NASSAU, Bahamas, Tuesday April 12, 2016 – Japan and the Inter-American Development Bank (IDB) are partnering to invest US$3 billion in Latin America and the Caribbean to support renewable energy and energy efficiency projects, as well as quality infrastructure projects related to energy savings.
The agreement between the IDB and the Japan International Cooperation Agency (JICA) expands on the Co-financing for Renewable Energy and Energy Efficiency (CORE) programme, which was created in 2012 to support energy investments to mitigate climate change impacts in Central America and the Caribbean.
It will increase the target amount of JICA’s highly concessional loan window from US$1 billion to US$3 billion, and will extend the term of the programme until April 2021. This will also broaden CORE’s geographical reach, enabling partners to fund projects in all low-and middle- income IDB borrowing member countries, as well as more vulnerable Caribbean economies not previously covered by the programme.
An innovative aspect of this arrangement is the Japanese government’s creation of the Japan Quality Infrastructure Initiative (JQI), the IDB’s first built-in grant mechanism for a co-financing arrangement.
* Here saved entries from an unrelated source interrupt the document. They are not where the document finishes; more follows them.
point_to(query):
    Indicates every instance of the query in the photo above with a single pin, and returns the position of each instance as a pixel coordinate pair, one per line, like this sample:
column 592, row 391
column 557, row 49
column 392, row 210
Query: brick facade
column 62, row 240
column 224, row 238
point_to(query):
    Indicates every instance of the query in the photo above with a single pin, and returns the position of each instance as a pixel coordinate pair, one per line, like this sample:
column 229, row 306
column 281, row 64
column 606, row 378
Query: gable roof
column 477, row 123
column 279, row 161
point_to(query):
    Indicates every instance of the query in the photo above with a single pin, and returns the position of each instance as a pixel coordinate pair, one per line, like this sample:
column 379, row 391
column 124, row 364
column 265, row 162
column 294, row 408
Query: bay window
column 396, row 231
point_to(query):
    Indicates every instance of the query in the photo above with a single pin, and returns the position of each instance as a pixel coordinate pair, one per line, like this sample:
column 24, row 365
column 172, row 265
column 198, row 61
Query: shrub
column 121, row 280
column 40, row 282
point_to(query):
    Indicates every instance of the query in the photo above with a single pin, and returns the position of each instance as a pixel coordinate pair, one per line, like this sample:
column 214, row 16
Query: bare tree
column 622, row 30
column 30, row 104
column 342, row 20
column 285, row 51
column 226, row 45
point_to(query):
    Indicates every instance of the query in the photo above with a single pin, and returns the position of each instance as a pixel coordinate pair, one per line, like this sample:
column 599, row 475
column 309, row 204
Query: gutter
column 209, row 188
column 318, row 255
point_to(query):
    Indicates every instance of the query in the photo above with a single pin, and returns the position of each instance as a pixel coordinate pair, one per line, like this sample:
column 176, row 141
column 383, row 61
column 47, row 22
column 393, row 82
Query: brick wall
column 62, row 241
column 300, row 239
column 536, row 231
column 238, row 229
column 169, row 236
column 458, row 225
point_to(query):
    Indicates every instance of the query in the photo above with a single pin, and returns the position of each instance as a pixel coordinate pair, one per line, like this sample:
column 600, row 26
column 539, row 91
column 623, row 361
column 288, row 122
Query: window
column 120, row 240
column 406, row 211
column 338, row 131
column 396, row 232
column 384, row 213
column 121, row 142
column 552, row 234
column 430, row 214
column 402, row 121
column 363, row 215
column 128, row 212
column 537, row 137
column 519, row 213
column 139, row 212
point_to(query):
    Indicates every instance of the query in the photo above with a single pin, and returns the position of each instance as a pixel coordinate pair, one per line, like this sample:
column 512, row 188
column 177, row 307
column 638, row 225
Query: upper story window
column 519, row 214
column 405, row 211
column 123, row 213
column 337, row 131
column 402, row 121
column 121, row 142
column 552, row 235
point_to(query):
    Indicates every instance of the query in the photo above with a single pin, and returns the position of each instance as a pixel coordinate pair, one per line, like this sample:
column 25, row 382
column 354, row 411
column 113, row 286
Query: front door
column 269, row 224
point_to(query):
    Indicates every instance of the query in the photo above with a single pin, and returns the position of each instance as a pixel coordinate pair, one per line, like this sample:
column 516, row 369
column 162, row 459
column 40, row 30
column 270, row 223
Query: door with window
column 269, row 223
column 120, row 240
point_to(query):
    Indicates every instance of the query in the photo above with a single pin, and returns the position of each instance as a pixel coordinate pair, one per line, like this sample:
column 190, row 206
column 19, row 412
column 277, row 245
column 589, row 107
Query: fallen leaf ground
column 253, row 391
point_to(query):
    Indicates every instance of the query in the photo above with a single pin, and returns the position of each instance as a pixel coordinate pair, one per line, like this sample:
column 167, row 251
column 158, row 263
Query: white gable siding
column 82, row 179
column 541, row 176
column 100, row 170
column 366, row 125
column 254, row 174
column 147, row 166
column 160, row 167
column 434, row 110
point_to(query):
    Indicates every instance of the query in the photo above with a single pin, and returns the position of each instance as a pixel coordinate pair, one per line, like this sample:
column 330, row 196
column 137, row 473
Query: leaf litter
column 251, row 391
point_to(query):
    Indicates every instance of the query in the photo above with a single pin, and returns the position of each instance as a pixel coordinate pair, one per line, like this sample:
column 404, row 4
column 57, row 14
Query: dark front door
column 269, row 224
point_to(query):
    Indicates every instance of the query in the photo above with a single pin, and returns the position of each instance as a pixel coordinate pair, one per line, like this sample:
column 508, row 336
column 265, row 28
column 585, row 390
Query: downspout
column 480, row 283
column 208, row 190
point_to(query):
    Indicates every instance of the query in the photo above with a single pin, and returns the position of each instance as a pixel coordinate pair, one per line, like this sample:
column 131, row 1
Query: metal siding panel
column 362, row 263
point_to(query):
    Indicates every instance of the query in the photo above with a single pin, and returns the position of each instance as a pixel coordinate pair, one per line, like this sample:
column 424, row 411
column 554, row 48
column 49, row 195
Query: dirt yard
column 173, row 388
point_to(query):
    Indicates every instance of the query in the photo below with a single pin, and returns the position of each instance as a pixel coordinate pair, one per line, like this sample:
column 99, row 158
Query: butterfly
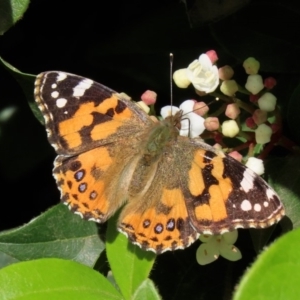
column 172, row 188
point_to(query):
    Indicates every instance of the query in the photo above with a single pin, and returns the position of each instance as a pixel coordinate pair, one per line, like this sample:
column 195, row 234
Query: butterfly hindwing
column 173, row 188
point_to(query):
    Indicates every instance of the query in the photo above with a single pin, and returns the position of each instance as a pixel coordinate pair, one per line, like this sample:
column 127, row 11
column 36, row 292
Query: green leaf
column 129, row 264
column 26, row 81
column 286, row 184
column 54, row 279
column 10, row 12
column 146, row 291
column 56, row 233
column 275, row 274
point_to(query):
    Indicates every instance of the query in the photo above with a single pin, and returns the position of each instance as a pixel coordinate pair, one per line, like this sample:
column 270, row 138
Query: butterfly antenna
column 171, row 82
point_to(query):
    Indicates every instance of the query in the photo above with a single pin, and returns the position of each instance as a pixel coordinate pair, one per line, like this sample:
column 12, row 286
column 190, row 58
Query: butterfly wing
column 221, row 194
column 196, row 189
column 81, row 114
column 96, row 133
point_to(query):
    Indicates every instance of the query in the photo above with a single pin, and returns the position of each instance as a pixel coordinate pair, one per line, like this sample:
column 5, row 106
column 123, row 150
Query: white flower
column 267, row 102
column 192, row 125
column 254, row 84
column 180, row 78
column 230, row 128
column 203, row 74
column 256, row 165
column 215, row 245
column 263, row 134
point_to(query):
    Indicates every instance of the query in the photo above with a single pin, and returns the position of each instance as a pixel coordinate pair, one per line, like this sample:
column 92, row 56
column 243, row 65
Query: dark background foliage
column 125, row 45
Additionally, its prioritization of infrastructure furthers the Japanese government’s aim to promote quality infrastructure in Latin America and the Caribbean as a way of improving energy efficiency, safety, and sustainability.
The agreement was signed by IDB President Luis Alberto Moreno and JICA’s Vice President Hidetoshi Irigaki during the IDB’s just ended 2016 Annual Meeting in Nassau, Bahamas.
“Japan has been a valuable partner as we have worked hard to put sustainability at the front and center of our operations,” said IDB President Luis Alberto Moreno. “Latin America and the Caribbean have enormous energy and infrastructure needs and we believe the programme will help ensure that these investments have an even greater positive impact.”
“We believe the expanded programme can serve as a vehicle for accelerating the establishment of quality infrastructure in Latin America and the Caribbean, generating positive long-term impacts of economic, environmental, and social importance,” said Manabu Sakai, the State Minister of Finance of Japan.
“Its expansion will not only broaden its geographical reach but bolster the region´s infrastructure efforts by reinforcing the importance of the sector. Japan is very much looking forward to continuing the transfer of its technology and experience to the region as a means of advancing sustainable development.”
Irigaki said JICA would continue to work with the IDB on challenges in Latin America and the Caribbean, mainly in the fields of renewable energy and energy efficiency, now under the Japanese government’s initiative to globally promote quality infrastructure.
Established in 2012 with an initial target amount of US$300 million and later expanded to US$1 billion in 2014, the CORE mechanism has proven an effective approach to promoting renewable energy and energy efficiency in Central America and the Caribbean. To date, the programme has channeled approximately US$800 million of JICA’s highly concessional resources, which are leveraged by IDB loans, to the LAC region.
The first co-financing loans under CORE have been approved by the partners to fund renewable energy and energy efficiency programmes in Nicaragua and Honduras, as well as efforts to develop geothermal energy in Costa Rica. Co-financing programmes for the Eastern Caribbean for development of geothermal energy are currently in the advanced stage of preparation.
This financing will move the LAC region forward in its efforts to meet the goals set by COP21 as well as by the United Nations’ Sustainable Energy for All (SE4All) initiative which aims to double energy efficiency and renewable energy use in the region by 2030.
Joining the IDB as its first Asian member country in 1976, Japan has contributed over US$5 billion to the IDB’s financial resources and, more recently, an additional US$3.5 billion to the Bank’s capital increase.